First, I would put your current drum tracks into a track folder if they aren't already there. Then I would bounce each track to a new track and put all the new tracks in a different folder. You can file away the original tracks so you have them in case something goes awry you'll still have them.
The new tracks in the new folder, since they are bounced, won't have any take lanes, just the parts you kept.
Next select all the tracks in the new folder and create a clip selection group. Clips > Create Clip Selection Group.
The clip selection group will allow you to do the same thing to every track in the group. What you want to do is split all the tracks at selected points. You can split them at snare hits, kick hits, high hats, or whatever you want. Where and how you split it depends on how good the drum tracks are, whether you want to just fix a few things or whether you want to fix a lot of them.
If you have just a few places you want to split and fix, you can just tab to the hits you want to fix and use the split tool, or right click and select split to split at the locations. It will split everything in the selection group at the same place.

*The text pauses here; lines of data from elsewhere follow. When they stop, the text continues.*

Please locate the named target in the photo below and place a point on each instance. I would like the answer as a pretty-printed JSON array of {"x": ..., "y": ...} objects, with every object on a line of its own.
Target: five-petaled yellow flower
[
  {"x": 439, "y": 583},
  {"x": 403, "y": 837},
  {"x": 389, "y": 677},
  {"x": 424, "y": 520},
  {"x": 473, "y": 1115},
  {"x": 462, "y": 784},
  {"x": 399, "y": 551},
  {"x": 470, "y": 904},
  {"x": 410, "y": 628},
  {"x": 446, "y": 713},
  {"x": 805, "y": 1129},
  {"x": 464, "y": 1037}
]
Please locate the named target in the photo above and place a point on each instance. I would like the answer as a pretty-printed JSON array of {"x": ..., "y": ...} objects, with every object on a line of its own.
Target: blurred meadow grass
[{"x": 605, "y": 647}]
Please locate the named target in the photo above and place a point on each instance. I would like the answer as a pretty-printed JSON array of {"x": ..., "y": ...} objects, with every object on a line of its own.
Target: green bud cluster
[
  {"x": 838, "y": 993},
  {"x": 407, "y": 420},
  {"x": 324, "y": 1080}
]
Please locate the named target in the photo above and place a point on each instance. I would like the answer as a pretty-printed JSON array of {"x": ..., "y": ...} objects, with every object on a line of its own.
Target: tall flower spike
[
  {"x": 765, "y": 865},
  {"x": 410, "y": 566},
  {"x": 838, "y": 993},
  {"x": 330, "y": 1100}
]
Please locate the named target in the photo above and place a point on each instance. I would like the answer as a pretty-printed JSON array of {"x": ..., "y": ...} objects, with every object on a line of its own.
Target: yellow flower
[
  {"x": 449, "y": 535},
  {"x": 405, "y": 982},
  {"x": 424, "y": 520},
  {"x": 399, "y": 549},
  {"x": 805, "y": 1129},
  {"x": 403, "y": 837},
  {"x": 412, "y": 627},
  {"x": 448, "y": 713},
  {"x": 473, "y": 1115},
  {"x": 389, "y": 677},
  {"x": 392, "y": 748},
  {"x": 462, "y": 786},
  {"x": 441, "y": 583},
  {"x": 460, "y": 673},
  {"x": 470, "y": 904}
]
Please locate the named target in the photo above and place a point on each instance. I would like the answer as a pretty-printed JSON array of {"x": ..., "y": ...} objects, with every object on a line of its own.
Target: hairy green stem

If you have a lot of things to fix or if you want to quantize most of them. Then you can do the following on multiple tracks if you like, snare, kick, etc. I'll just describe how to do it using the snare track as a guide. Follow this same procedure using other tracks if you want to do those to.
Turn on transients on every one of the tracks. Set the threshold on the snare track to something that looks good. Then set the threshold on every other drum track to 100% such that NO transients appear.
Go to your snare track and edit transients as you like to make sure you have what you need on there. Once you get them set, select the group (all the drum tracks). There should be no transients on any tracks except the snare track, right click the snare track and select "merge and lock markers." That will copy all the markers from the snare track to the rest of them and lock their position.
Now you can open up the audio snap palette and select the "audiosnap split beats into clips" button.
This will split all the clips at the transient markers. Once you do this you can quantize all the clips with the quantize button in audiosnap. Be sure to select "audio clip start times" in the quantize dialog so it lines up the start of the clips on the grid, which is where you cut them. That will also engage the "auto crossfade clips" box which you'll want as well.
Be aware that if your parts aren't good enough, you may not get good results. If the parts aren't that great, you might like to just keep the transients on the "2" and "4" of the snare (if I'm only using snare) and then you can quantize on the 1/4 note easily and go from there. All this assuming 4/4 time.
If the part is really bad and needs lots of work, don't be afraid to do this procedure on the snare at 2 and 4, get it all sounding fair. Then "bounce to clips" each track and start the process over again. You can do this until you get it all right.
Another trick. If there are fills that are rushed and are off enough they won't crossfade well. You can cut the fill at the beginning and end and then stretch the clip of the run to end at the right place. Do that by selecting the clip of the fill and doing Process > Fit to time..
You'll learn other tricks as you go along or post here and we'll help. A bit of patients and a lot of work and you can pretty much make any performance work well.
Some times I like to have the drummer just let go and play instead of being conservative to keep from making mistakes. You can generally fix mistakes, but you can't fix a conservative part into a cool one!!